We are honoured to have been featured and interviewed in a range of newspapers, magazines, and academic journals.
"And as we pointed out in the print edition in November, British academics and their students has lead the way in rethinking how economics should be taught. A project led by Wendy Carlin, an economics professor at University College London, is developing a new curriculum putting an emphasis on real-world applications of economics, that will be offered to economics students later this year. And student groups across the country are advocating a change in a way economics is taught, such as the Post-Crash Economics Society in Manchester, Rethinking Economics in London and the Cambridge Society for Economic Pluralism at Cambridge University. Britain's economics departments may have gone into decline in the past, but the fighting spirit is there to do better in the future."

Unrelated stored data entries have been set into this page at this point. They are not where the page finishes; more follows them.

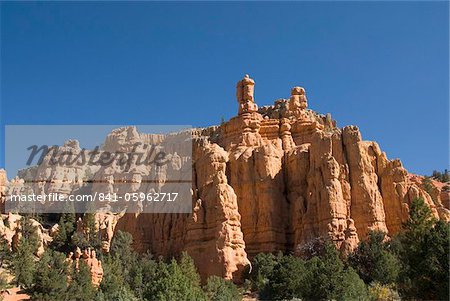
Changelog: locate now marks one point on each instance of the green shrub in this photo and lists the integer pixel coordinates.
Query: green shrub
(373, 261)
(219, 289)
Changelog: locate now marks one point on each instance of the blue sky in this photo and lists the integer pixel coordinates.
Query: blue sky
(383, 66)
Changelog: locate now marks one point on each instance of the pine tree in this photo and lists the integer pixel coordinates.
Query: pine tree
(423, 247)
(51, 277)
(373, 261)
(23, 263)
(219, 289)
(23, 259)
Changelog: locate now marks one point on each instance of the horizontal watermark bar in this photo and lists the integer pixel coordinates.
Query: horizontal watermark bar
(123, 169)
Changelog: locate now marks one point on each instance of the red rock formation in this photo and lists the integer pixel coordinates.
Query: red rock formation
(90, 258)
(269, 179)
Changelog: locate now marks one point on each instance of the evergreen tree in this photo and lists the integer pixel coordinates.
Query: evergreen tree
(373, 261)
(23, 260)
(23, 263)
(51, 277)
(261, 270)
(423, 248)
(219, 289)
(66, 224)
(5, 251)
(175, 282)
(322, 277)
(80, 283)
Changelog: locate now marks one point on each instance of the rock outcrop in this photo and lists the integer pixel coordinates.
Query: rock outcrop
(89, 257)
(270, 179)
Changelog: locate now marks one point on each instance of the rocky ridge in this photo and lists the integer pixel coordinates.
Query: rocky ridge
(270, 179)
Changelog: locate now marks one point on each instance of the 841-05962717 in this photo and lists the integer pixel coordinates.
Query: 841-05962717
(137, 197)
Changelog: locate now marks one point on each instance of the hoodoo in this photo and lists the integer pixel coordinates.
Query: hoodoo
(270, 179)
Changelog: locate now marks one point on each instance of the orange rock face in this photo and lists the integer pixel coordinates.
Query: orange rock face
(271, 179)
(90, 258)
(274, 179)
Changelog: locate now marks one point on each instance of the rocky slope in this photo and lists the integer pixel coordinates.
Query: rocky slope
(270, 179)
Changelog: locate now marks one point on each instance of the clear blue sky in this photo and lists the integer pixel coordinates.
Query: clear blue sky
(383, 66)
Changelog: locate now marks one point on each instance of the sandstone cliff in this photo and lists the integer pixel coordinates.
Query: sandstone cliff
(270, 179)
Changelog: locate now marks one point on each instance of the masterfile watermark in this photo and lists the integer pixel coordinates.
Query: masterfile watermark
(99, 168)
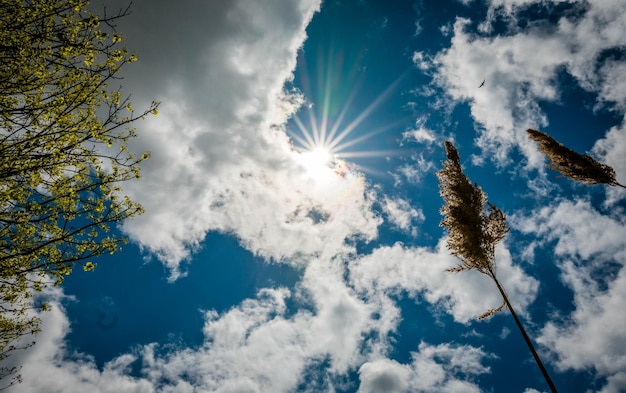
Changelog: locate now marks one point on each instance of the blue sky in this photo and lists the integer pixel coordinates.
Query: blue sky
(262, 265)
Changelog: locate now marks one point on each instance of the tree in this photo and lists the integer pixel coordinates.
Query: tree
(473, 233)
(64, 129)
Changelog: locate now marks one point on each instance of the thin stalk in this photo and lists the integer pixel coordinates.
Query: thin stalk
(525, 335)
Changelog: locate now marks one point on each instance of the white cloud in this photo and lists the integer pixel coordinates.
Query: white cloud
(260, 346)
(520, 70)
(590, 251)
(420, 271)
(434, 368)
(221, 159)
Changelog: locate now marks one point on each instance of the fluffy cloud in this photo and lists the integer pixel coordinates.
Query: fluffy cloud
(221, 159)
(590, 251)
(261, 345)
(420, 271)
(434, 368)
(520, 70)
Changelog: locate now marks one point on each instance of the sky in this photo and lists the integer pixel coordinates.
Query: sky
(291, 238)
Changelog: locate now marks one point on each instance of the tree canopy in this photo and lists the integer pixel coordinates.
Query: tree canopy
(64, 130)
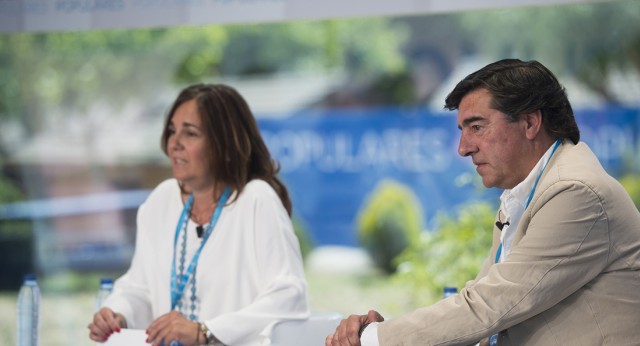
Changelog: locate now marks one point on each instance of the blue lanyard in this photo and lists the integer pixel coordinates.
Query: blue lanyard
(526, 203)
(177, 288)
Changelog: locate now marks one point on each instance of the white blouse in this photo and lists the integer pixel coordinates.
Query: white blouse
(249, 275)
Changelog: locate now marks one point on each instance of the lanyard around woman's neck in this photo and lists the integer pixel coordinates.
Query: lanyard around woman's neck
(177, 286)
(533, 190)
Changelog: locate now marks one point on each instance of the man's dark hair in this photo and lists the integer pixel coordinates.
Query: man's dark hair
(522, 87)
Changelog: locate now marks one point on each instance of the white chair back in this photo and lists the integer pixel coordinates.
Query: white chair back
(309, 332)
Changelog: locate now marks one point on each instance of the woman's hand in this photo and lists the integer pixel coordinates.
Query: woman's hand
(173, 327)
(105, 322)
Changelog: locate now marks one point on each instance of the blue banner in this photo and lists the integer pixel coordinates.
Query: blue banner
(332, 160)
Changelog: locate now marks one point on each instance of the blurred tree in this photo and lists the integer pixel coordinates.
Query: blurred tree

"As a result of Universities’ failure to equip economics undergraduates with an understanding of the real world, students have responded by forming societies that petition for changes in the syllabus. Cambridge University students are advocating to change the way economics is taught through their Society for Economic Pluralism. The Cambridge Society for Economic Pluralism (CSEP) is a student-run society that organises talks and discussions to encourage debate between different schools of Economic thought and engage with current policy issues. The society was founded in 2011 by three economics students. It now boasts over 600 members from various disciplines. In the last two years the society organised over 25 events, inviting renowned economists such as Steve Keen, Nicholas Crafts and are expecting Andrew Haldane, the Executive Director of Financial Stability, from the Bank of England in the near future."

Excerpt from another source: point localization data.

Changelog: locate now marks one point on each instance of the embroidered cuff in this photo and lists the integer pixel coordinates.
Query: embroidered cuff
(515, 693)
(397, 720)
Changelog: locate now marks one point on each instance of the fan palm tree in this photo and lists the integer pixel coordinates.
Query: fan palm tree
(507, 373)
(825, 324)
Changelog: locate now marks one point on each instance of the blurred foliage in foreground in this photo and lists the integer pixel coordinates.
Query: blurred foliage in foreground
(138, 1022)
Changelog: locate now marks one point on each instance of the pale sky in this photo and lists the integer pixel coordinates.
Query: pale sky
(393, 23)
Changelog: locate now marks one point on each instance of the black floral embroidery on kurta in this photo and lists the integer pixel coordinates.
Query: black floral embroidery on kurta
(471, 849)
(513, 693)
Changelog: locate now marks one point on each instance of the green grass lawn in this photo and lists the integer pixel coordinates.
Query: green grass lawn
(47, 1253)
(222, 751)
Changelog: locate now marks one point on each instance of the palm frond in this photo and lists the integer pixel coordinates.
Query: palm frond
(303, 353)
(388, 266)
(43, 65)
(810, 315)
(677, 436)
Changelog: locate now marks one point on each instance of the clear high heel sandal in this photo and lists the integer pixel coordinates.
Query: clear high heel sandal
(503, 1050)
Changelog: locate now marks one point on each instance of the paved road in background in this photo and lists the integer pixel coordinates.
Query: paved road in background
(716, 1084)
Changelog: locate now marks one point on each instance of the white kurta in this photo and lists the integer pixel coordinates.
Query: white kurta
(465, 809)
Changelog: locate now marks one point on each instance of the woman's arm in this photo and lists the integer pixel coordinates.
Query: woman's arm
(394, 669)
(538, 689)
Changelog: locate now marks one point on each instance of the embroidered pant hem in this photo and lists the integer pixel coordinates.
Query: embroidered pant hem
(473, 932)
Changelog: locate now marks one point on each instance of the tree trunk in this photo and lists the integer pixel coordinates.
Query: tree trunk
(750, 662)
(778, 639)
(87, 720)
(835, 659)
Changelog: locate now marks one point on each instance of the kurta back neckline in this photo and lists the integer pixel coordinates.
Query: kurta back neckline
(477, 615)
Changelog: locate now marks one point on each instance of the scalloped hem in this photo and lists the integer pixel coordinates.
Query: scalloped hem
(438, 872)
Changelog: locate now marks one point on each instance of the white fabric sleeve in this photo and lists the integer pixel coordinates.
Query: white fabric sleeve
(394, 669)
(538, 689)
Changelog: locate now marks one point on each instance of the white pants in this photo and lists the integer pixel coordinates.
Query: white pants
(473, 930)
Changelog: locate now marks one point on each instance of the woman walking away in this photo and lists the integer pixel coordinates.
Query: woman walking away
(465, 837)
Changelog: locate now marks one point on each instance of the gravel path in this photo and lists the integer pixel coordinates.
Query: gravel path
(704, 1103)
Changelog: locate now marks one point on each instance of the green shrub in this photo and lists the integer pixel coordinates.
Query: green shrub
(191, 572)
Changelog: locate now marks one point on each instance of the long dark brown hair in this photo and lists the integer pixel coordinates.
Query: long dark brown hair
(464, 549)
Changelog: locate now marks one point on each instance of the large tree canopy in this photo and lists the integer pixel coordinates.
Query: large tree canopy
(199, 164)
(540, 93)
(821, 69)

"More recently, the students have become more vocal. Vigorous movements have sprung up demanding reform of the mainstream curriculum – from the Post-Crash Economics Society in Manchester and the Cambridge Society for Economic Pluralism to the Glasgow University Real World Economics Society and the international Rethinking Economics. These groups say that economics as it is taught in universities does not respect classical academic values of pluralism and intellectual freedom – and so, it has become a self-referential catechism rather than an engine for understanding the economic world."
"This makes the work of young economists at, for example, Rethinking Economics, the Cambridge Society for Economic Pluralism, and the New Economic Forum so important. Since 2008, students have made real headway in challenging the dominant neoclassical paradigm within economics as an academic discipline. Clear curricular shifts and institutional drift are observable within the nitty-gritty play-by-play of departmental syllabus reform."